Stop the Revolution : America in the summer of independence and the conference for peace Thomas J. McGuire Mechanicsburg, PA : Stackpole Books, c 2011 Hardcover. 1st ed. and printing. xi, 210 p. : ill., maps ; 24 cm. Includes bibliographical references and index. Clean, tight and strong binding with clean dust jacket. No highlighting, underlining or marginalia in text. VG/VG
The fascinating story surrounding the British effort to bring the American Revolution to a peaceful end. By May 1776, the skirmishes at Lexington and Concord had already occurred, but the American colonies had not yet declared independence. An increasingly sceptical George III thought that a prolonged conflict in North America might be avoided and appointed Admiral Lord Richard Howe and his brother General William Howe to be peace negotiators.
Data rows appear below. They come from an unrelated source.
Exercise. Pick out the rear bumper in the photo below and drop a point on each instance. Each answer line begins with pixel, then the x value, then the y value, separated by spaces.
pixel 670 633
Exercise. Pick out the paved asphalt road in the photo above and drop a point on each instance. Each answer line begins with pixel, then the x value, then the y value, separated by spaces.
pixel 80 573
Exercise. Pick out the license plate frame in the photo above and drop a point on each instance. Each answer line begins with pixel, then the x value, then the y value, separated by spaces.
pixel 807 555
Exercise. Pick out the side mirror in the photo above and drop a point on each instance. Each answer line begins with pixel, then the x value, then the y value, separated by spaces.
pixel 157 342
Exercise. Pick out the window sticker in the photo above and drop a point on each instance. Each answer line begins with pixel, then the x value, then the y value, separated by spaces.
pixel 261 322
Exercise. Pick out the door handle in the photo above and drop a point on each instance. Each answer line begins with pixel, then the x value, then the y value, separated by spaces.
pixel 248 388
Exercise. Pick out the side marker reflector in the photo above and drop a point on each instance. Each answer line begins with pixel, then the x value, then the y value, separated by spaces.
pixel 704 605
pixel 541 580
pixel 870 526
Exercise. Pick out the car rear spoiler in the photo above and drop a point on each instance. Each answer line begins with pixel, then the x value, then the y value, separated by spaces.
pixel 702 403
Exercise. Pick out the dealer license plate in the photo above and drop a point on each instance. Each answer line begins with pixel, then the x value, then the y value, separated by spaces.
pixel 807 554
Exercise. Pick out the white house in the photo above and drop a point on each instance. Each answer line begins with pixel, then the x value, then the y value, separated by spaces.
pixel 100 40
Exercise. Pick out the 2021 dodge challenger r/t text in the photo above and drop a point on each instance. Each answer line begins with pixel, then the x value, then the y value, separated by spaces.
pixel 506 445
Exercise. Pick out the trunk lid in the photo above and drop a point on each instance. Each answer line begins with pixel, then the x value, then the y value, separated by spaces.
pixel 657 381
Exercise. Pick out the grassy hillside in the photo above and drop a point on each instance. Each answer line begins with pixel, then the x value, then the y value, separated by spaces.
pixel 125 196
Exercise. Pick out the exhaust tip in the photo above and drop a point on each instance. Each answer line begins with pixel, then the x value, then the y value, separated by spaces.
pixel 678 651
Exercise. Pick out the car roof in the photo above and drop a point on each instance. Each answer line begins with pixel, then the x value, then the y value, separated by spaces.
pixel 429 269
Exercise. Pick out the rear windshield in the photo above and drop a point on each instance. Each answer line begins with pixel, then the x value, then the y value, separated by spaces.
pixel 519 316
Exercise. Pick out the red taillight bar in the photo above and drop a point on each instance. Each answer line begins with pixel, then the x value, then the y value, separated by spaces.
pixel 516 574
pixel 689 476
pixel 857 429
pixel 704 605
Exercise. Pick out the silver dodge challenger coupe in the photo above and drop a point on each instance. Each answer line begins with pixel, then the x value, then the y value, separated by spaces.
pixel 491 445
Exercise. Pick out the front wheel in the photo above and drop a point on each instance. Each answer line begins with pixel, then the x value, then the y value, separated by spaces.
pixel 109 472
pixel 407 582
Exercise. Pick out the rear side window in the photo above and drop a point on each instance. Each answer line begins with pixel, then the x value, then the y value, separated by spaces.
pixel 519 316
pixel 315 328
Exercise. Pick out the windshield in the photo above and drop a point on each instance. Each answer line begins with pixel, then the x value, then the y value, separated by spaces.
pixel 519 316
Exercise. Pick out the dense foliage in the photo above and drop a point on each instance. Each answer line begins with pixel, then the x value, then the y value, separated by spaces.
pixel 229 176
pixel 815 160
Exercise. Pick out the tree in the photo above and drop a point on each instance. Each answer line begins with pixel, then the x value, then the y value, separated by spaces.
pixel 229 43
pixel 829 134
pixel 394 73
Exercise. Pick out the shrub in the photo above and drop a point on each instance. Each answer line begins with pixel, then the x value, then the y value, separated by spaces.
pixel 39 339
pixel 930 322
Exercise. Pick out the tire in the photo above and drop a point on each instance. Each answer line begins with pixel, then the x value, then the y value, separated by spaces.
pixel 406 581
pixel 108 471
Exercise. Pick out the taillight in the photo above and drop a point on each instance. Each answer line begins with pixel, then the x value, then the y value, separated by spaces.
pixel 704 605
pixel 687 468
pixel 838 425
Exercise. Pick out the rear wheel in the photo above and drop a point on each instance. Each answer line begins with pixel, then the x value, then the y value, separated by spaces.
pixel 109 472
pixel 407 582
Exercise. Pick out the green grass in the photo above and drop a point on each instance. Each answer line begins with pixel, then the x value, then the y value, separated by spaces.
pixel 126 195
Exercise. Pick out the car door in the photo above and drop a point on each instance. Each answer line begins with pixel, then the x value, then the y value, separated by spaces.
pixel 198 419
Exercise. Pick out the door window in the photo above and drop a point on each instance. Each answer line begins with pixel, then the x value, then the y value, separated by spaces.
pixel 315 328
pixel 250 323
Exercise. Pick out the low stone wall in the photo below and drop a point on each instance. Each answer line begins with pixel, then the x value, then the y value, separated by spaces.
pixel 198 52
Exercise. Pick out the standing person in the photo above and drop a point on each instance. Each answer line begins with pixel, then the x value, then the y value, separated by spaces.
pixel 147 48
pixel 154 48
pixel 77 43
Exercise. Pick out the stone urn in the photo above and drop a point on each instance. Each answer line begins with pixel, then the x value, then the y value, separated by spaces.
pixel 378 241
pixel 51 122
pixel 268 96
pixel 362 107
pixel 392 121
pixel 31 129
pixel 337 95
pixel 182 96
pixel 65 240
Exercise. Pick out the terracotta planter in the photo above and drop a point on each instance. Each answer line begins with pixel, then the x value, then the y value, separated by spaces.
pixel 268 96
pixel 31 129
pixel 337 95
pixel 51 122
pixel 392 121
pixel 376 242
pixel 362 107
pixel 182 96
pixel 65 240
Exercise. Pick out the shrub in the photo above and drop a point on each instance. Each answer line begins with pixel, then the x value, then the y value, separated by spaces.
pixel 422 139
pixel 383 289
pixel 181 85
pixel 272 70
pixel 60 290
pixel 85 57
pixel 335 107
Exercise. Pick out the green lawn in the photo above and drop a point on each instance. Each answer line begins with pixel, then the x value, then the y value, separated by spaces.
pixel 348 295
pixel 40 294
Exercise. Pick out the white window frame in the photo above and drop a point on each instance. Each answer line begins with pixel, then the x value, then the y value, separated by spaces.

Their instructions limited their authority to granting pardons to rebellious Americans who would pledge their loyalties to the king, but stopped short of allowing them to deal with the illegal colonial governments, provincial congresses that had replaced legitimate royal officials.
Because of the slowness of transportation and communication in that era, an effort to arrange a peace conference was not made until late summer. General John Sullivan was released by the British and sent to the Continental Congress to convey a proposal for a conference. Congress responded affirmatively by sending Benjamin Franklin, John Adams and Edmund Rutledge to the British headquarters at Staten Island.
A chronicle of the fateful meeting on September 11, 1776, this book provides a compelling glimpse into politics, military diplomacy and American character at the dawn of independence from the eyewitness viewpoints of a feisty English traveller, a distressed Lutheran pastor, a precocious young lady, two sympathetic British officers, and an assortment of eccentric Founding Fathers.